2021-07-18 03:51:34 [scrapy.core.scraper] ERROR: Error downloading <GET http://bbc.co.uk>
Traceback (most recent call last):
  File "/usr/lib/python3/dist-packages/twisted/internet/defer.py", line 1416, in _inlineCallbacks
    result = result.throwExceptionIntoGenerator(g)
  File "/usr/lib/python3/dist-packages/twisted/python/failure.py", line 491, in throwExceptionIntoGenerator
    return g.throw(self.type, self.value, self.tb)
  File "/home/ubuntu/.local/lib/python3.8/site-packages/scrapy/core/downloader/middleware.py", line 44, in process_request
    return (yield download_func(request=request, spider=spider))
  File "/usr/lib/python3/dist-packages/twisted/internet/defer.py", line 824, in adapt
    extracted = result.result()
  File "/home/ubuntu/python/scrapy-playwright/scrapy_playwright/handler.py", line 138, in _download_request
    result = await self._download_request_with_page(request, page)
  File "/home/ubuntu/python/scrapy-playwright/scrapy_playwright/handler.py", line 165, in _download_request_with_page
    body = (await page.content()).encode("utf8")
  File "/home/ubuntu/.local/lib/python3.8/site-packages/playwright/async_api/_generated.py", line 5914, in content
    await self._async("page.content", self._impl_obj.content())
  File "/home/ubuntu/.local/lib/python3.8/site-packages/playwright/_impl/_page.py", line 412, in content
    return await self._main_frame.content()
  File "/home/ubuntu/.local/lib/python3.8/site-packages/playwright/_impl/_frame.py", line 325, in content
    return await self._channel.send("content")
  File "/home/ubuntu/.local/lib/python3.8/site-packages/playwright/_impl/_connection.py", line 36, in send
    return await self.inner_send(method, params, False)
  File "/home/ubuntu/.local/lib/python3.8/site-packages/playwright/_impl/_connection.py", line 54, in inner_send
    result = next(iter(done)).result()
playwright._impl._api_types.Error: Execution context was destroyed, most likely because of a navigation.
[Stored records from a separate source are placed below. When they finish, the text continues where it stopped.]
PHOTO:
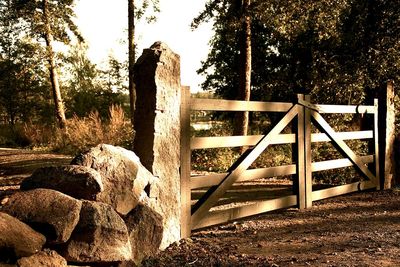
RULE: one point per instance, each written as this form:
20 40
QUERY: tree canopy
343 48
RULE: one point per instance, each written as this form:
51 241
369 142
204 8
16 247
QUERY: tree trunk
241 123
58 103
131 63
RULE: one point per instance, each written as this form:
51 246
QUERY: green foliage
142 8
24 90
60 15
339 51
88 88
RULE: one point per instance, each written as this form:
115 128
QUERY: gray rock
49 212
101 236
145 228
17 239
124 177
76 181
46 258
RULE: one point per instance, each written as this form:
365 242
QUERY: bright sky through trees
103 24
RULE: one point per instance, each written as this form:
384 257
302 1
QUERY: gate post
386 126
185 163
157 125
303 157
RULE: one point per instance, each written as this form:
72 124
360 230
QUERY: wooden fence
198 215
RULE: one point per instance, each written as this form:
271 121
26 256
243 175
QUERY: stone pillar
157 127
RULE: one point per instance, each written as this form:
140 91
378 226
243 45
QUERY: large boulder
49 212
145 228
46 258
17 239
100 236
124 177
76 181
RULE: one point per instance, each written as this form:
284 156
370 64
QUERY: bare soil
360 229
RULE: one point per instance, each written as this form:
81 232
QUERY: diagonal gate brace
211 197
343 147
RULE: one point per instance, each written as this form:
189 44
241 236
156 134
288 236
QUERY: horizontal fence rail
199 215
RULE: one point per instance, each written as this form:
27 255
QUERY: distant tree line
339 51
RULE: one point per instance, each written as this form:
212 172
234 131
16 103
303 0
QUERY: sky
103 24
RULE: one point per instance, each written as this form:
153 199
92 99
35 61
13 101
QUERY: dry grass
82 133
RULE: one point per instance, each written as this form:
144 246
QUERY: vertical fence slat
376 139
185 155
300 160
307 155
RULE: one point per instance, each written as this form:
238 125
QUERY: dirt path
361 229
17 164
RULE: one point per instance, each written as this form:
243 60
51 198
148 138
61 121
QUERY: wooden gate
199 216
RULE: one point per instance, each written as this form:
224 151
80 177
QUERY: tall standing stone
157 126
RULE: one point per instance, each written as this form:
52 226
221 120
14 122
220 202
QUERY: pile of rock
94 212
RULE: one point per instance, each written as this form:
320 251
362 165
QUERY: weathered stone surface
46 258
157 126
100 236
17 239
145 228
124 177
76 181
49 212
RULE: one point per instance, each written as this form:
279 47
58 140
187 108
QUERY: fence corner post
157 125
386 134
185 159
307 154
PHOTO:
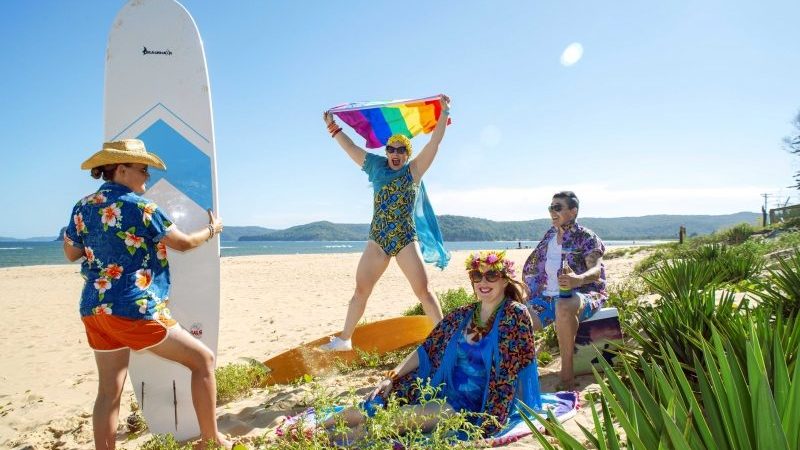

Jul 17 '21 15:07 phongtnit

There is no need to patch the handler code, closing a context can be done using the existing API. I understand it might seem a bit verbose but I don't want to create a whole DSL around this to handle context/page creation/deletion. The new error is because you're trying to download pages with an already closed context, which makes sense if you're closing the context immediately after downloading each page. It's hard to say without knowing exactly what self.get_domain returns (I suppose something involving urllib.parse.urlparse(url).netloc, but I'm just guessing), but I suspect you might have some urls in your list that correspond to the same domain(s). I think you could probably get a good performance by grouping URLs in batches (let's say, 1K per context) and closing each context after that, but that might be too complex; a quick solution to download one response per domain and have non-clashing contexts would be to pass a uuid.uuid4() object as context name for each URL. Given that the underlying Allocation failed - JavaScript heap out of memory seems to be an upstream issue, I don't see much else we can do on this side to prevent it.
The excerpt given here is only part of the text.